Das erste Chaos hatte sich gelichtet. Wenngleich viele auch nicht schlafen konnten, war es ruhiger in der Taverne geworden. Eine leise, elfische Melodie erklang im Schankraum, hier und da klirrten noch Gläser, wurden eher gedämpfte Gespräche geführt. Ein guter Moment, um nach Hause zu gehen. Nicht, dass ich das Zünglein an der Waage gewesen wäre, aber die Tavernenangestellten und die anderen Helfer würden auch ohne mich zurecht kommen.
Die Straßen der Stadt waren unheimlich still. Als ob die Welt den Atem angehalten hätte.
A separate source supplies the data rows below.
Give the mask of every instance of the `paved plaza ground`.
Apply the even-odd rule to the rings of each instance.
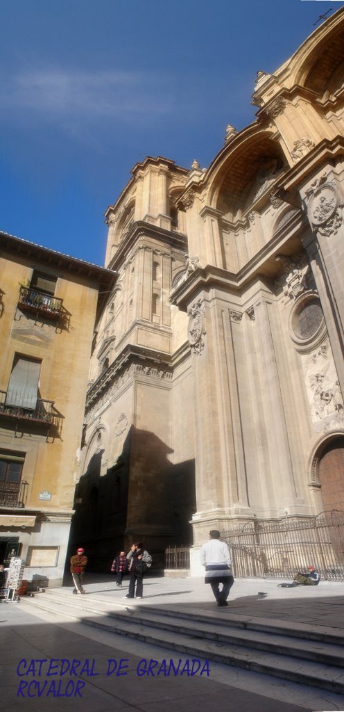
[[[305,624],[308,630],[317,627],[342,629],[344,639],[344,583],[321,582],[317,587],[283,589],[278,588],[278,582],[262,579],[237,580],[228,607],[219,609],[212,598],[210,587],[205,586],[203,580],[151,575],[145,580],[144,598],[129,602],[128,615],[134,615],[136,607],[146,606],[157,609],[177,607],[184,612],[188,609],[207,610],[215,612],[224,620],[226,615],[237,614],[261,621],[273,619]],[[104,615],[112,608],[125,608],[128,602],[122,597],[127,585],[124,581],[123,590],[119,590],[113,578],[97,575],[88,574],[85,579],[86,595],[97,597]],[[64,590],[68,596],[72,596],[72,586],[67,585]],[[77,601],[81,604],[85,599],[80,596]],[[141,660],[172,659],[176,664],[181,659],[183,664],[187,657],[71,619],[64,613],[63,605],[57,619],[35,607],[33,604],[36,601],[36,598],[28,601],[23,598],[18,603],[0,605],[0,708],[9,712],[344,711],[344,698],[340,695],[212,661],[209,662],[209,675],[175,677],[140,674],[144,669],[139,667]],[[47,676],[50,661],[54,659],[88,661],[88,667],[86,664],[79,677],[68,676],[69,673],[60,677],[60,673],[53,674],[58,668],[51,666]],[[21,660],[26,662],[22,662],[18,669]],[[33,660],[46,662],[41,664],[40,671],[40,664],[32,663]],[[112,662],[109,663],[109,660]],[[117,675],[120,661],[121,674]],[[51,666],[55,664],[50,663]],[[77,689],[77,682],[80,680],[85,685]],[[70,696],[58,696],[66,693]],[[38,696],[39,693],[41,696]]]

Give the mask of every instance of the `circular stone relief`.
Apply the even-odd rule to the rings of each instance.
[[[316,295],[310,294],[298,300],[291,321],[293,337],[299,343],[311,342],[319,335],[324,326],[324,319]]]
[[[314,225],[322,225],[332,217],[337,207],[335,192],[330,185],[323,186],[313,196],[309,206],[309,216]]]

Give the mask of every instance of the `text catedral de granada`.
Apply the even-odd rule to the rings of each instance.
[[[104,670],[97,669],[95,659],[78,660],[76,658],[32,659],[22,658],[17,666],[21,678],[17,697],[82,697],[86,685],[83,678],[92,678],[105,673],[107,677],[114,675],[135,674],[138,677],[208,677],[210,674],[208,660],[198,658],[172,658],[158,661],[142,658],[134,666],[129,658],[108,658]]]

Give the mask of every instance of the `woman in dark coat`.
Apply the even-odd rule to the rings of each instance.
[[[127,598],[134,598],[135,583],[136,585],[136,598],[143,598],[144,575],[151,566],[151,556],[144,549],[142,542],[137,542],[131,545],[130,551],[127,555],[129,562],[129,587]]]

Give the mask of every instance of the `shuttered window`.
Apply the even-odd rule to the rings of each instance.
[[[33,271],[30,285],[31,289],[37,289],[39,292],[53,295],[55,293],[55,277],[51,277],[48,274],[43,274],[41,272]]]
[[[36,409],[41,362],[16,354],[7,390],[6,405]]]

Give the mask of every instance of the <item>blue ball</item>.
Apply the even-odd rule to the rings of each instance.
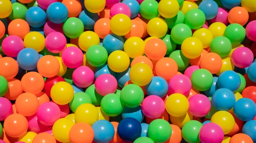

Ein gutes oder schlechtes Omen? Ich wusste es nicht. Ich war nur froh darum, meine Tür zu schließen und die Ruhe meiner eigenen vier Wände umfing mich wie mit Watte. In all' dem Trubel hatte ich gar nicht gemerkt, wie sehr mich die Ereignisse mitnahmen. Meine Hände zitterten nicht nur, weil ich kaum etwas gegessen oder getrunken hatte.
Erst Ivrenmir, dann Winterberg. Was kam wohl als nächstes?